In his message Hemenger wrote that he “recognizes the danger to the democratic process that lies in seeking endorsements from entrenched interests” and noted that his opponents “have done a great job of dividing up among themselves the available endorsements from San Francisco’s political establishment.”

The emailed note, which was also posted to his campaign website, goes on to state that “while the number of endorsements that a candidate receives might matter to some voters, Bill and his supporters recognize endorsements for what they really mean. First, they generally indicate the extent to which the candidate has sought favor from a particular political organization or politician or the extent to which the candidate has made promises about what he or she will do once in office. Second, they absolutely act as an impediment to proper, objective, common-sense governing once in office.”

Yet Hemenger has sat down for endorsement interviews with a number of local groups and is seeking the endorsements of media outlets such as The Bay Guardian and the San Francisco Chronicle.

He told the Bay Area Reporter he is doing so because “the media is not hounding you for favors” and that he still wants to meet with the leaders of neighborhood organizations.

His policy could backfire though, as he said he has turned down endorsements from a number of groups who expressed frustration with him for wasting their time.

“They kind of get insulted. At one of these meetings they asked, ‘Why are you  here wasting my time if you are not going to take my endorsement?’ I told them that honestly, it is not anything to do with you,” he said. “It is an across the board statement. I told them why I am here is to educate you about another candidate out there. It doesn’t mean you should not know about another candidate.”

Hemenger is accepting endorsements from individuals, though he has yet to disclose the list on his campaign site.

“The biggest endorsements are the ones from residents.
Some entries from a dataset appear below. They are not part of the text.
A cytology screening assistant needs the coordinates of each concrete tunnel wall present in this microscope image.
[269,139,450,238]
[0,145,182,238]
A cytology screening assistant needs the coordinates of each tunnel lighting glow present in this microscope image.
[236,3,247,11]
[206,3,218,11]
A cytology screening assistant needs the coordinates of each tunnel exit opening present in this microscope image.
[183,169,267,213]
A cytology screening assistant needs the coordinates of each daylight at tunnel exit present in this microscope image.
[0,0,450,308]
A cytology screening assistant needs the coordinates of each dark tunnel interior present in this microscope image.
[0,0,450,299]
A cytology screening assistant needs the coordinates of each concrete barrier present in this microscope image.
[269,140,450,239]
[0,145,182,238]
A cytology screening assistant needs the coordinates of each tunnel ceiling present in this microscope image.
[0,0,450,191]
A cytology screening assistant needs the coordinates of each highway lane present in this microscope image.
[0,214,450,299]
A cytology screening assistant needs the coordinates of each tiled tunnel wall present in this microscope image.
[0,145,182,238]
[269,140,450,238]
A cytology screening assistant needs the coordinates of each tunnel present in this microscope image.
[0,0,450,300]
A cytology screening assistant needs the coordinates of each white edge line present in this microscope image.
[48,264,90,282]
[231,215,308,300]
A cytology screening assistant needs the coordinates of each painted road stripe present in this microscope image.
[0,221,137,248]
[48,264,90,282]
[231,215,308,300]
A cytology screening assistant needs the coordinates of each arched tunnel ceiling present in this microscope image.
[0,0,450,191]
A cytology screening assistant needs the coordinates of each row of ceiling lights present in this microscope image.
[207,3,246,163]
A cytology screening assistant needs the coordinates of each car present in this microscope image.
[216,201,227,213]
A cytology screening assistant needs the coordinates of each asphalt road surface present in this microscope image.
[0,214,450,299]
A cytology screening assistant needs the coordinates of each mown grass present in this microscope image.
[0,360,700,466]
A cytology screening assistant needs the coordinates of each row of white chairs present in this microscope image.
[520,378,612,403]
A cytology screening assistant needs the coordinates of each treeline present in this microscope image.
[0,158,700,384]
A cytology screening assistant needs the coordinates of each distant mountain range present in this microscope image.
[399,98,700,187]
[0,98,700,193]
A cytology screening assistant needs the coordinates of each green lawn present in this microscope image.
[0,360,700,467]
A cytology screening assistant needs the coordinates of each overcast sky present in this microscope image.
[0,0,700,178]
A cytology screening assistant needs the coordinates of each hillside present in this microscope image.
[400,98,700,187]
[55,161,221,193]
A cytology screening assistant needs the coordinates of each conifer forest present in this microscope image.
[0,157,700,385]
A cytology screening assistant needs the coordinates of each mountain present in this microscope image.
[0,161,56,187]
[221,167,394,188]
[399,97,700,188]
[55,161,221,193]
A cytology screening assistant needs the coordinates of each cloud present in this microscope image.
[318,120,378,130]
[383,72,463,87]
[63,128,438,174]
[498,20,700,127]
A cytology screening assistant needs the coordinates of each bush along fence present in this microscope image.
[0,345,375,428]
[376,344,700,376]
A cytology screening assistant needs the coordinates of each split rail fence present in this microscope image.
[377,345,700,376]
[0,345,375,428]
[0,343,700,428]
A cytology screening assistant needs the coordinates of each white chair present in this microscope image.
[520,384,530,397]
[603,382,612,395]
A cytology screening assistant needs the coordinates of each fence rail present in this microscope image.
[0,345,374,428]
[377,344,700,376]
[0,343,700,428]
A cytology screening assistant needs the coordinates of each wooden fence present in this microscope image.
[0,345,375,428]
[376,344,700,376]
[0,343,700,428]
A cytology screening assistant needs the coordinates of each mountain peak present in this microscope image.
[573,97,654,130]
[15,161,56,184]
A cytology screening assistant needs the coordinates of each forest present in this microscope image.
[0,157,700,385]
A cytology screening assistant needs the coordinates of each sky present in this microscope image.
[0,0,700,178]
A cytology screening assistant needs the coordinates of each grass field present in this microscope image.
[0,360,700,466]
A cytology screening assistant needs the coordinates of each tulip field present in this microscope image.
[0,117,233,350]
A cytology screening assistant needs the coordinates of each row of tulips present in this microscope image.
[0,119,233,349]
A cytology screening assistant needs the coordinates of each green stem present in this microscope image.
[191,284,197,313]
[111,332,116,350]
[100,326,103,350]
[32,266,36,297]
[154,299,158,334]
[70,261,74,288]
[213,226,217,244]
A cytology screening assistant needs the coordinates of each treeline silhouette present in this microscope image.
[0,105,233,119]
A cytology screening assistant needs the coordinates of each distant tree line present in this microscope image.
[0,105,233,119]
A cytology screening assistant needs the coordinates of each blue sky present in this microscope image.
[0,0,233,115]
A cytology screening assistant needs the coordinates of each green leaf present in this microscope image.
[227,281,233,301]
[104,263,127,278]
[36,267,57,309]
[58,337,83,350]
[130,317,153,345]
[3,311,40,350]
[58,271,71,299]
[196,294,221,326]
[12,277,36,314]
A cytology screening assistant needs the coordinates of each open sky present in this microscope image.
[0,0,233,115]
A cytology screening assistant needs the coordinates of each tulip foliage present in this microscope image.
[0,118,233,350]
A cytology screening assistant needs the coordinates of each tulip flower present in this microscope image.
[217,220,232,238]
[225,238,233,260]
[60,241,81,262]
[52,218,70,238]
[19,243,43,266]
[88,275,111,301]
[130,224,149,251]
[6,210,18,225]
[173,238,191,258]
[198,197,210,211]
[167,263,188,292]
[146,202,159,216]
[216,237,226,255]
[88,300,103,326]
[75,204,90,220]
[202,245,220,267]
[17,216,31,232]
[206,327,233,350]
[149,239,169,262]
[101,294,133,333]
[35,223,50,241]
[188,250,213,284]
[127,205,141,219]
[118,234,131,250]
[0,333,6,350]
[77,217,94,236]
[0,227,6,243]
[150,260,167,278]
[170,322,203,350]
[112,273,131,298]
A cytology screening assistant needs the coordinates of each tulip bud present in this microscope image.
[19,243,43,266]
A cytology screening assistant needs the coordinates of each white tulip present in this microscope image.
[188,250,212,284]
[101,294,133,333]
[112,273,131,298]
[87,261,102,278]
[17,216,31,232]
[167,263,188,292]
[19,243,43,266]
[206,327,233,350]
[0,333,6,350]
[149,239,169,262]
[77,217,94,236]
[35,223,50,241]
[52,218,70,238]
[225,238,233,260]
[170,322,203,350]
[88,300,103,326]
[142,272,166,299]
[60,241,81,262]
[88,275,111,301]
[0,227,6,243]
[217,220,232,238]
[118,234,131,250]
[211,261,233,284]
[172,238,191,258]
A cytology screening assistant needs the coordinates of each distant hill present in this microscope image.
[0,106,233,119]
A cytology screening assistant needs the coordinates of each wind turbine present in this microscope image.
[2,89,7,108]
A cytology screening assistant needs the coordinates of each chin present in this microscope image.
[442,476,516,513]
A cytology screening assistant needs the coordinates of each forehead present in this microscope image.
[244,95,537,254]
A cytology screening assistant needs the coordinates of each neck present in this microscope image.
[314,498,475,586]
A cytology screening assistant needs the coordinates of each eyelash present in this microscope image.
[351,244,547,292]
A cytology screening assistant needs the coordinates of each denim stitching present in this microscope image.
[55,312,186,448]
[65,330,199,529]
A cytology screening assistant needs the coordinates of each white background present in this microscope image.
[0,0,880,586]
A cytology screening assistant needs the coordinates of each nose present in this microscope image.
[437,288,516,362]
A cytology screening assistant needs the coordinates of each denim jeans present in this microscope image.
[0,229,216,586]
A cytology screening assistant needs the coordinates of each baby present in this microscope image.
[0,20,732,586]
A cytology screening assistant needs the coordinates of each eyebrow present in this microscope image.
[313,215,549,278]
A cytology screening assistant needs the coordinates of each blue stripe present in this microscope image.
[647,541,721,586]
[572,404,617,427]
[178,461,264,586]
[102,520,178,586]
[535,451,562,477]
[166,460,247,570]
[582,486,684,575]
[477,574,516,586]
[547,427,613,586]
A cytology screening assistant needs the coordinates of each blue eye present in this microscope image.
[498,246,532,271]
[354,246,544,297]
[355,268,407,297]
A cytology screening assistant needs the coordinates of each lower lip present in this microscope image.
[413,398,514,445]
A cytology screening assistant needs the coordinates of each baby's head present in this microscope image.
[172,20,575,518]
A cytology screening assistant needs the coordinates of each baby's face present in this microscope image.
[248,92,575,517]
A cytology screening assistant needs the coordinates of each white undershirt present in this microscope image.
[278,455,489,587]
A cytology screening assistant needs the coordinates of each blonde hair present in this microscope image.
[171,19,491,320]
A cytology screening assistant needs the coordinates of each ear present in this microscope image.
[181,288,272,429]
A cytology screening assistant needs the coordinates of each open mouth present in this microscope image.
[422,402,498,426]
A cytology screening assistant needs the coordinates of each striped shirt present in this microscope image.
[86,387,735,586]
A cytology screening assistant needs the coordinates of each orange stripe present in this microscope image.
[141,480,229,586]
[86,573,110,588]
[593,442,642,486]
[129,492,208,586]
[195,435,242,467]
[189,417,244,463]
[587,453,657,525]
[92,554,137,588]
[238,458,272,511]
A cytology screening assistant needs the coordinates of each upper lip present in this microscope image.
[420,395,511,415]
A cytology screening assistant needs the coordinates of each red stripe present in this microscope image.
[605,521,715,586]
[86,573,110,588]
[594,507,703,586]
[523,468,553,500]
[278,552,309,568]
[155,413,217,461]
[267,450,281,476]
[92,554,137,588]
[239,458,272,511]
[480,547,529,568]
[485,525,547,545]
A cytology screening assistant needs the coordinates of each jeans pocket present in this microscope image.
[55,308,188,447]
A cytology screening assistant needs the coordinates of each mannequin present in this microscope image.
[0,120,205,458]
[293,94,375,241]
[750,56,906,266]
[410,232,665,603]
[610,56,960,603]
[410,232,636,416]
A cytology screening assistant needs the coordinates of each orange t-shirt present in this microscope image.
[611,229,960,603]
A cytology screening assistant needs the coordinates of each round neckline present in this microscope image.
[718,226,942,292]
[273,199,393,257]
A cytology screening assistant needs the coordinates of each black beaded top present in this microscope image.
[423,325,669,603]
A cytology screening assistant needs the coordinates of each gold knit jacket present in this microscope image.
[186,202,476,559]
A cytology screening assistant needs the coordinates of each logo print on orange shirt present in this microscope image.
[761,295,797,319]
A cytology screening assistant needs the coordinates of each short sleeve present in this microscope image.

We will have a huge mailer with those endorsements on it that will go out,” said Hemenger, who took out a full-page ad in today’s (September 16) B.A.R. in which he called himself the “common sense alternative” in the race.

While he doesn’t explicitly state in the ad his endorsement policy, Hemenger does call himself “the only truly independent Democrat in the race.”

Hemenger has also opened a second campaign office in Noe Valley at 4128 24th Street between Castro and Diamond. It is in a vacant storefront in an old Victorian. He had already opened an office in the Castro at 2324 Market Street.

“We have more traffic at the Noe Valley office than we do here” in the Castro, said Hemenger. “I probably should have done that one first.”